International Language Environments Guide

Unicode Locale: en_US.UTF-8 Support

The Unicode/UTF-8 locales support Unicode 4.0. The en_US.UTF-8 locale provides multiscript processing support by using UTF-8 as its codeset. This locale handles processing of input and output text in multiple scripts, and was the first locale with this capability in the Oracle Solaris operating system. The capabilities of other UTF-8 locales are similar to those of en_us.UTF-8. The discussion of en_US.UTF-8 that follows applies equally to these locales.

Note –

UTF-8 is a file-system safe Universal Character Set Transformation Format of Unicode/ISO/IEC 10646-1 formulated by X/Open-Uniforum Joint Internationalization Working Group (XoJIG) in 1992 and approved by ISO and IEC, as Amendment 2 to ISO/IEC 10646-1:1993 in 1996. This standard has been adopted by the Unicode Consortium, the International Standards Organization, and the International Electrotechnical Commission as a part of Unicode 4.0 and ISO/IEC 10646-1.

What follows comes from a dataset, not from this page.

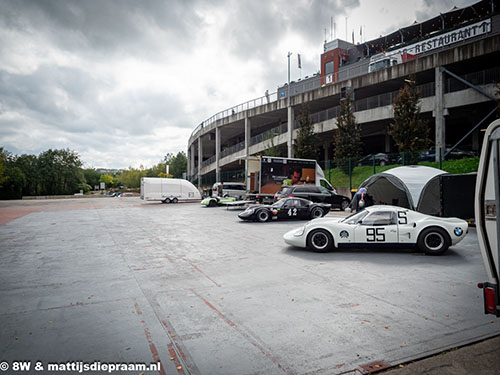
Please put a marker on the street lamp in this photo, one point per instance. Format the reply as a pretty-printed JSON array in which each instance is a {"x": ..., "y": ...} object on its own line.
[{"x": 289, "y": 54}]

Unicode locales in the Oracle Solaris environment support the processing of every code point value that is defined in Unicode 4.0 and ISO/IEC 10646-1 and 10646-2. Supported scripts include pan-European and Asian scripts and also complex text layout scripts for the Arabic, Hebrew, Indic, and Thai languages.

Note –

Some Unicode locales, notably the Asian locales, include more Kanji or Hanzi glyphs.

Due to limited font resources, the current Oracle Solaris Unicode locales include character glyphs from the following character sets.

If you try to view characters for which the en_US.UTF-8 locale does not have corresponding glyphs, the locale displays a no-glyph glyph instead, as shown in the following illustration:

The preceding context describes the graphic.

The locale is selectable at installation time and may be designated as the system default locale.

The same level of en_US.UTF-8 locale support is provided for both 64-bit and 32-bit Oracle Solaris systems.

Note –

Motif and CDE desktop applications and libraries support the en_US.UTF-8 locale. However, XView™ and OLIT libraries do not support the en_US.UTF-8 locale.